Entre las acidófilas más conocidas están las hortensias. Además de sus inflorescencias grandes y llamativas, tienen una particularidad que fascina a los jardineros: el tono de las flores puede variar según la acidez del suelo, con gamas azules marcadas en medios más ácidos y rosas o violáceas cuando el pH se acerca a lo neutro. Las camelias, en cambio, aportan flores elegantes desde finales del otoño hasta bien entrada la primavera, siempre que se ubiquen en semisombra y con humedad constante.

Rododendros y azaleas forman parte del mismo grupo botánico y funcionan muy bien en borduras, macizos y rincones frescos del jardín. Su floración masiva en tonos rosados, blancos o púrpuras llena de color espacios que el resto del año lucen discretos.

Las gardenias suman un plus: su perfume intenso, ideal para patios y balcones donde se disfrutan a corta distancia. También integran la lista helechos, magnolias y arbustos productivos como los arándanos, que combinan valor ornamental y cosecha de frutos. En conjunto, estas especies aportan volumen, texturas variadas y una paleta de colores que transforma espacios chicos en rincones muy expresivos.

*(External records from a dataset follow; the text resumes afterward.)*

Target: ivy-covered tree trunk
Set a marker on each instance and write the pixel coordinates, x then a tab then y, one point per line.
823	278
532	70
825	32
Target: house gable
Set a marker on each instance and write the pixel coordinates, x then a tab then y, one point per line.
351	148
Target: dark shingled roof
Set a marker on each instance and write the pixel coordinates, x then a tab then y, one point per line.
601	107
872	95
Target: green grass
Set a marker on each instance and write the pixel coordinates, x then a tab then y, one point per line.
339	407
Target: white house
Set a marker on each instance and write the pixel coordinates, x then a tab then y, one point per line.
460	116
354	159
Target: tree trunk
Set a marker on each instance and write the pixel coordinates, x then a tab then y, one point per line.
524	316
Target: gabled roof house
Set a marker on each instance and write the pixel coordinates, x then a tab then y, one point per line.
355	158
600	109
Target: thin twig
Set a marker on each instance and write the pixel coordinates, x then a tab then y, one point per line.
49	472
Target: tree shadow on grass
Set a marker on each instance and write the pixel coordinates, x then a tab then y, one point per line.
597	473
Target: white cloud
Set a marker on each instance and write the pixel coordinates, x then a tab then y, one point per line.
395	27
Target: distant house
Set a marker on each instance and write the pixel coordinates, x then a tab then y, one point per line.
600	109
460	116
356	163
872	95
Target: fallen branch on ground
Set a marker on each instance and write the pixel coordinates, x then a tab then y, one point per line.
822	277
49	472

Cuidados clave y errores que conviene evitar

Para que las acidófilas prosperen, el sustrato debe ser esponjoso, bien aireado y con un drenaje correcto. No soportan el encharcamiento, pero tampoco los períodos largos de sequía. Lo ideal es mantener el suelo siempre ligeramente húmedo, usando de ser posible agua de lluvia o de baja dureza para no sumar cal de manera constante. En climas con veranos intensos, una capa de acolchado orgánico ayuda a conservar la humedad y a proteger las raíces del calor.

La fertilización también requiere atención. Existen productos formulados específicamente para este tipo de plantas, que incluyen hierro quelatado, azufre y materia orgánica adecuada. Se aplican sobre todo en primavera y a comienzos del otoño, cuando la planta está en pleno crecimiento.

Además, conviene situarlas en lugares con luz filtrada, resguardadas del viento fuerte y protegidas ante heladas intensas. Entre los errores más habituales se cuentan regar con agua muy calcárea, dejar años el mismo sustrato sin renovarlo, usar abonos genéricos con alto contenido de sales que alteran el pH y exponerlas al sol directo durante muchas horas, lo que termina por quemar pétalos y hojas.

Elegir plantas acidófilas para el jardín es apostar por un estilo de cultivo algo más cuidadoso, pero muy gratificante. Con un poco de atención al suelo, al riego y a la ubicación, hortensias, camelias, azaleas y gardenias responden con una presencia escénica difícil de igualar, incluso en patios pequeños o balcones urbanos.